How a slew of privileges earned me a Basic Income

I don’t think it’s because I am white. My online clients don’t always see my profile photos and my first name, Kamiel, doesn’t radiate whiteness unequivocally, while my inofficial surname, Choi (최) is unambiguously Korean. Though the name might play a role, I am sure there are other factors. I was once given two academic degrees, likely due to a financial and bureaucratic incentive of the Dutch universities rather than to my own merit (I was a rather lazy student who lacked the raw enthusiasm to penetrate his subjects as deeply as he could). These ‘degrees’ signal a certain intellectual wherewithal and personal ambition and goal-directedness that human resource managers like. The mere abbreviations ‘m.a.’ and ‘m.sc.’ seem to signify that I have certain economically exploitable qualities. I enjoy the crude irony of the fact that these qualities, if I ever possessed them, have fully evaporated over the course of the past decade.

But there might be other privileges. I was able to buy a cheap and good laptop computer in a European country people with rubber boats desperately seek access to. I once passed some ‘tests’ to prove I understand my native Dutch language, which is spoken by some 25 million souls and considerate buying power backing up its economic relevance. I know how to navigate the Internet and write letters to win potential clients. I am a man.

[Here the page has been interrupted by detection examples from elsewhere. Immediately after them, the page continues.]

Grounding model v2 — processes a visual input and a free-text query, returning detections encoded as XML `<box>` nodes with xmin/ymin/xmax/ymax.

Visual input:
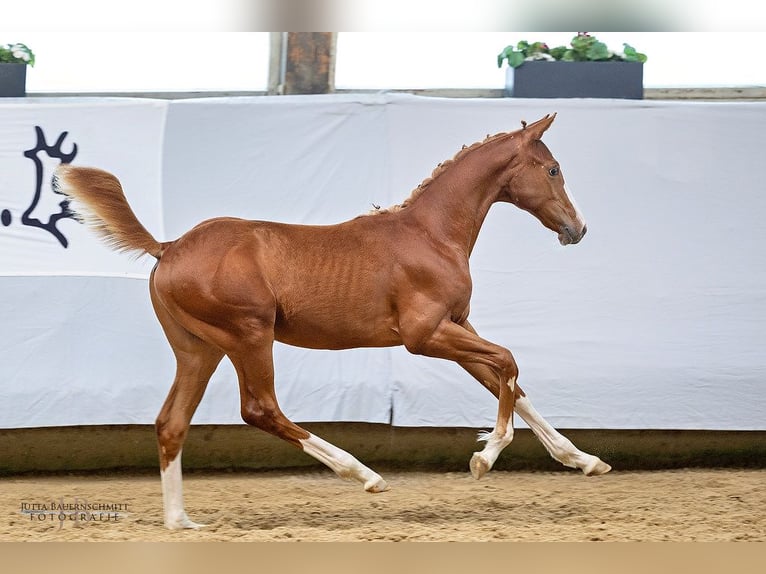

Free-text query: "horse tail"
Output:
<box><xmin>53</xmin><ymin>164</ymin><xmax>164</xmax><ymax>259</ymax></box>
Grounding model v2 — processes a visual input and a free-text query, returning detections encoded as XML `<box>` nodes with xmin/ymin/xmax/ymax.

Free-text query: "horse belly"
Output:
<box><xmin>274</xmin><ymin>297</ymin><xmax>402</xmax><ymax>349</ymax></box>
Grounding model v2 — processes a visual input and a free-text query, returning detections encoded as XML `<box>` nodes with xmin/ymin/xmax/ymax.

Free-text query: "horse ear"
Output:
<box><xmin>521</xmin><ymin>112</ymin><xmax>556</xmax><ymax>140</ymax></box>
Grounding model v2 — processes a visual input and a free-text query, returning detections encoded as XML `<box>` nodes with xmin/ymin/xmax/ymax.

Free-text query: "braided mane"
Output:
<box><xmin>360</xmin><ymin>129</ymin><xmax>526</xmax><ymax>217</ymax></box>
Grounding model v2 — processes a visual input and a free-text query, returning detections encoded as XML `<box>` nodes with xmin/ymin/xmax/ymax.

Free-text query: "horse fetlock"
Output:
<box><xmin>364</xmin><ymin>474</ymin><xmax>389</xmax><ymax>494</ymax></box>
<box><xmin>580</xmin><ymin>455</ymin><xmax>612</xmax><ymax>476</ymax></box>
<box><xmin>469</xmin><ymin>452</ymin><xmax>492</xmax><ymax>480</ymax></box>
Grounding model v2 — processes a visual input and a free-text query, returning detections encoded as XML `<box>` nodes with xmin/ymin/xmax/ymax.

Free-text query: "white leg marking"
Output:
<box><xmin>516</xmin><ymin>397</ymin><xmax>612</xmax><ymax>476</ymax></box>
<box><xmin>160</xmin><ymin>451</ymin><xmax>204</xmax><ymax>530</ymax></box>
<box><xmin>300</xmin><ymin>434</ymin><xmax>388</xmax><ymax>492</ymax></box>
<box><xmin>470</xmin><ymin>377</ymin><xmax>516</xmax><ymax>480</ymax></box>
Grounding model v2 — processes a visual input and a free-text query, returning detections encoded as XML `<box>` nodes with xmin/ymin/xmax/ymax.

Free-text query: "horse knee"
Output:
<box><xmin>499</xmin><ymin>349</ymin><xmax>519</xmax><ymax>391</ymax></box>
<box><xmin>154</xmin><ymin>416</ymin><xmax>189</xmax><ymax>462</ymax></box>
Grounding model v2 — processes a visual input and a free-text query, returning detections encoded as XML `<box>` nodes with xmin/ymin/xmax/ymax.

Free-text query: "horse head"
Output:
<box><xmin>502</xmin><ymin>114</ymin><xmax>587</xmax><ymax>245</ymax></box>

All these things put together have earned me a basic income. Why do I call it a basic income when I ‘work’ for it and I don’t receive it from the government or even as a passive income through advertising? If I still have to work for it, isn’t there still a condition, a dependency?

I call it basic income for two reasons. First, because that dependency is distributed. None of my clients have any real power over me because I can just do a project for another customer. Nobody decides where I have to sit at 9am or in which country I have to reside at any given time. At any moment I can walk away from a project I am working on, without losing my income. This guarantee of personal freedom gives it the feeling of an unconditional income stream. It is there, as long as I keep my habit of doing the work.

The second and more profound reason why I call it basic income is that I find the work absolutely meaningless. I can’t discover a shred of purpose or value in what I do ‘for money’. It is a mind-numbingly ‘blank’ activity. If I start to think about it I end up hating it to a suicidal degree, so I rather don’t. Unfortunately, conventional people identify me with what I ‘do’ to ‘earn’ my income, and this bothers me a lot because my identity is merely negatively related to that labor (never say ‘has nothing to do with’ – it always has). So what is my identity? I am a rather mediocre philosopher-poet and writer of commentaries like this one. But conventional people will never call me that until somebody pays me ‘for’ it.

I am aware that others, who don’t have a white-sounding name, who weren’t born in a wealthy country with considerable buying power and a demand for translations or comparable services, who weren’t given university degrees, or who don’t have the 300 Euros to buy the Means of Production (a second hand Thinkpad x220 laptop). So I should temper my enthusiasm about this self-paid basic income. It is just an alternative, parasitic use of the slew of privileges that I was blessed, and perhaps cursed, with.